I carri armati a ridosso della Striscia di Gaza annunciano venti di guerra. Siete preparati?
«Come medico sì, posso dire che non ci manca niente. Il personale è quasi al completo, 1700 tra medici e infermieri di cui cinquecento dedicati interamente al trattamento di feriti e traumatizzati dai razzi Quassam. Come uomo è diverso, mi manca l’amore dei palestinesi. Ho trascorso una vita insieme a loro. Sono stato vicedirettore del sistema sanitario di Gaza dal 1988 al 1984 e mi sono occupato in prima persona della costruzione del reparto cure intensive. Ho lasciato quando la gestione è passata all’Autorità Nazionale Palestinese ma siamo rimasti costantemente in contatto telefonico, consigli professionali, scambi d’opinioni: ho molti amici a Gaza. Mi si spezza il cuore a vedere l’ospedale Shifa in quelle condizioni, i feriti, i morti. Purtroppo non ci hanno dato scelta, da anni siamo bersaglio quotidiano dei missili lanciati dal confine».
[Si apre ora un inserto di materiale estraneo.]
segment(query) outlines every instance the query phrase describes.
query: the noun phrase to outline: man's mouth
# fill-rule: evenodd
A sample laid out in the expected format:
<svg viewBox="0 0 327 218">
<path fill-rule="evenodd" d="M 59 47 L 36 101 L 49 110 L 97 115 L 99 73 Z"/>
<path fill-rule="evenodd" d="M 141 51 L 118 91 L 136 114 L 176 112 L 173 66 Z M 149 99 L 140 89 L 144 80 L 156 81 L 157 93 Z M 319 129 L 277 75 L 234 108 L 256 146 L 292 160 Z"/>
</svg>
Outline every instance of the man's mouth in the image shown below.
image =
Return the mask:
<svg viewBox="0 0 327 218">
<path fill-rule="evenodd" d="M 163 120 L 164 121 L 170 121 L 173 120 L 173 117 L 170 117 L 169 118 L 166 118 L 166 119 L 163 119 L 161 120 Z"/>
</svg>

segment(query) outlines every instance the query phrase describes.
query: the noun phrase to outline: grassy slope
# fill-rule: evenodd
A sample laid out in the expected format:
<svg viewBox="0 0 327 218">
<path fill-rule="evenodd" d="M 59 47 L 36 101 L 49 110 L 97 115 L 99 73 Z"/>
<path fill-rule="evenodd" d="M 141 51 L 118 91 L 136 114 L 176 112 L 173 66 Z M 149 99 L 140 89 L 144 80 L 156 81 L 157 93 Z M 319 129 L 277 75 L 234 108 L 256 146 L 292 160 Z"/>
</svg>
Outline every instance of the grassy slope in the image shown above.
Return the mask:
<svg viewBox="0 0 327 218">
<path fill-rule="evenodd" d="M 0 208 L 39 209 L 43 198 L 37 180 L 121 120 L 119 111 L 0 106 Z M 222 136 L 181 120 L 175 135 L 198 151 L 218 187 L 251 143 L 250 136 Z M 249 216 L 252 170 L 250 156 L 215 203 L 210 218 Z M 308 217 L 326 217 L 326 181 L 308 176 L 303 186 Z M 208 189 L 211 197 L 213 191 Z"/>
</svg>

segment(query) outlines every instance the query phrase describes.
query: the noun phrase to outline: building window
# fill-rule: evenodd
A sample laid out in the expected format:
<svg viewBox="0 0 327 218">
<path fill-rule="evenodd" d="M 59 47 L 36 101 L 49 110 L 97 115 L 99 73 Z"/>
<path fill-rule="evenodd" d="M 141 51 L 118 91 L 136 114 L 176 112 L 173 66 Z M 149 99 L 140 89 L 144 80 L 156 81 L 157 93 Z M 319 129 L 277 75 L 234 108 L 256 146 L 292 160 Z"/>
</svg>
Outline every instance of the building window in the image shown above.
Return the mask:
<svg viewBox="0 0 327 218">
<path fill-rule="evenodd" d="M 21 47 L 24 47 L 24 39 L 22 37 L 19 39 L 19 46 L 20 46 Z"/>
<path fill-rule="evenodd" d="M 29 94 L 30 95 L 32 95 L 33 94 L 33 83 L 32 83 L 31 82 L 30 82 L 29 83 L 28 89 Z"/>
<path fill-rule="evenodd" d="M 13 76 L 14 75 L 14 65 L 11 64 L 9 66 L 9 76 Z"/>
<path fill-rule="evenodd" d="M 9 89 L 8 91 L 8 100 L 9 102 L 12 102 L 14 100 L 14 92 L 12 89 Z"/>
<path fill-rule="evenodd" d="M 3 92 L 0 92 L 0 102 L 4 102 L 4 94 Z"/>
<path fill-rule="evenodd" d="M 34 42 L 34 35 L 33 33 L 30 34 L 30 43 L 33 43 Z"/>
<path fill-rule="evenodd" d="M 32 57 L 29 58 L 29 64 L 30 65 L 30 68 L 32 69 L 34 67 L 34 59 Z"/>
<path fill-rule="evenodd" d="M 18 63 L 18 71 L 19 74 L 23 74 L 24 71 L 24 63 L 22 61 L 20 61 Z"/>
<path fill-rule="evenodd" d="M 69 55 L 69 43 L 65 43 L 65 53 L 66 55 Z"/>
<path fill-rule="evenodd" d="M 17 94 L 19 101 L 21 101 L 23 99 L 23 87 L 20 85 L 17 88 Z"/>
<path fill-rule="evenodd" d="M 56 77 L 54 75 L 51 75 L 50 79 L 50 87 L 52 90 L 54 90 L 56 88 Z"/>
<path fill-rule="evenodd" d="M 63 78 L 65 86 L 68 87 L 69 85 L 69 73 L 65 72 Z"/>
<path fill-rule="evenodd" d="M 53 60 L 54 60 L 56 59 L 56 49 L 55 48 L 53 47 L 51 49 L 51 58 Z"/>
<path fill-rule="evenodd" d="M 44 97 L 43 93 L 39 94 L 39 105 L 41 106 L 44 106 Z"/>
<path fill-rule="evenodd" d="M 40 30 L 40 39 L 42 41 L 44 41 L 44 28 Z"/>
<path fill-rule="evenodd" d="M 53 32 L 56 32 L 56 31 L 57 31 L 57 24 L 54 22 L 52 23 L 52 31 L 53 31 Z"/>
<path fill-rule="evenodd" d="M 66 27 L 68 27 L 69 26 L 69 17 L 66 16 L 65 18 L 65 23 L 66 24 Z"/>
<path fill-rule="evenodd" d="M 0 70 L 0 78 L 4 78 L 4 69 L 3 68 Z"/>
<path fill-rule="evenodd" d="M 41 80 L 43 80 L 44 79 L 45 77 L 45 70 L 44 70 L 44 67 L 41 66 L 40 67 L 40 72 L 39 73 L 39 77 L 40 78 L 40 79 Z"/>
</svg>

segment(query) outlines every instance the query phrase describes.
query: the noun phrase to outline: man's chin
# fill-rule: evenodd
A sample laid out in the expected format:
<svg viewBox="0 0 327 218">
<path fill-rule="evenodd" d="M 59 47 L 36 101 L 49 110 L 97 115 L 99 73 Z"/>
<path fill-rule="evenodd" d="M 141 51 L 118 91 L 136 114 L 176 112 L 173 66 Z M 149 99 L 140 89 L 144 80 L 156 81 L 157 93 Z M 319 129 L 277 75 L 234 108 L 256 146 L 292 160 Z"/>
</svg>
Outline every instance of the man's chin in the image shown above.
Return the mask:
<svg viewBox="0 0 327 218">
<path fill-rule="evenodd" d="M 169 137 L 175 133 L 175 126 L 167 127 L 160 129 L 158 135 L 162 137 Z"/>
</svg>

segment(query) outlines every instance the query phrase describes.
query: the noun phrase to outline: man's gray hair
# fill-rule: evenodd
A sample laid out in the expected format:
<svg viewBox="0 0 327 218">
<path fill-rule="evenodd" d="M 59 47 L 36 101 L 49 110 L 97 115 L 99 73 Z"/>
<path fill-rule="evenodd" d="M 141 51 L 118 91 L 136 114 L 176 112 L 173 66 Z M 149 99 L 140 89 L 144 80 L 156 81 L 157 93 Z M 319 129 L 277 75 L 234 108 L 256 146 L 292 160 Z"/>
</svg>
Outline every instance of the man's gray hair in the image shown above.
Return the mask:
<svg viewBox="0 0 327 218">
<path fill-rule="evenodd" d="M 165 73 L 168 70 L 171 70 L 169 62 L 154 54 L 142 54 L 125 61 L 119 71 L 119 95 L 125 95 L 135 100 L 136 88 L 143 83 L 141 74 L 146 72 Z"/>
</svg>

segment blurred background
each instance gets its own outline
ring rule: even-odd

Eppure la tregua sembrava funzionare.
«D’accordo, gli ultimi sei mesi sono stati più tranquilli, due o tre razzi al giorno, niente a che vedere con gli ottanta di queste ore. La pace però è un'altra cosa. Creda a me che vivo nella comunità agricola di Netiv Asra, a meno di trecento metri dal confine di Gaza. Dalla finestra del soggiorno posso vedere i ragazzi che lanciano gli ordigni. Non sono mai voluto andar via, il mio posto è qui. Ma i miei due figli di 32 e 26 anni non vengono più a trovarmi. Troppo pericoloso. Se voglio vedere i nipotini devo andare a Tel Aviv».
Pensa che alla fine l’esercito israeliano entrerà nella Striscia di Gaza, che ci sarà un’invasione su larga scala?
«Preferirei parlare di medicina, ma mi rendo conto che la situazione è critica. Sono quasi sicuro che i carri armati entreranno. E’ terribile, so che non è una soluzione. A lungo andare ci troveremo allo stesso punto: se pure dovessimo rioccupare Gaza, una volta che mollassimo la postazione loro ricomincerebbero di nuovo a colpirci. All’infinito. L’unica chance è tornare ai negoziati ma per questo abbiamo bisogno di un partner che voglia parlare di pace».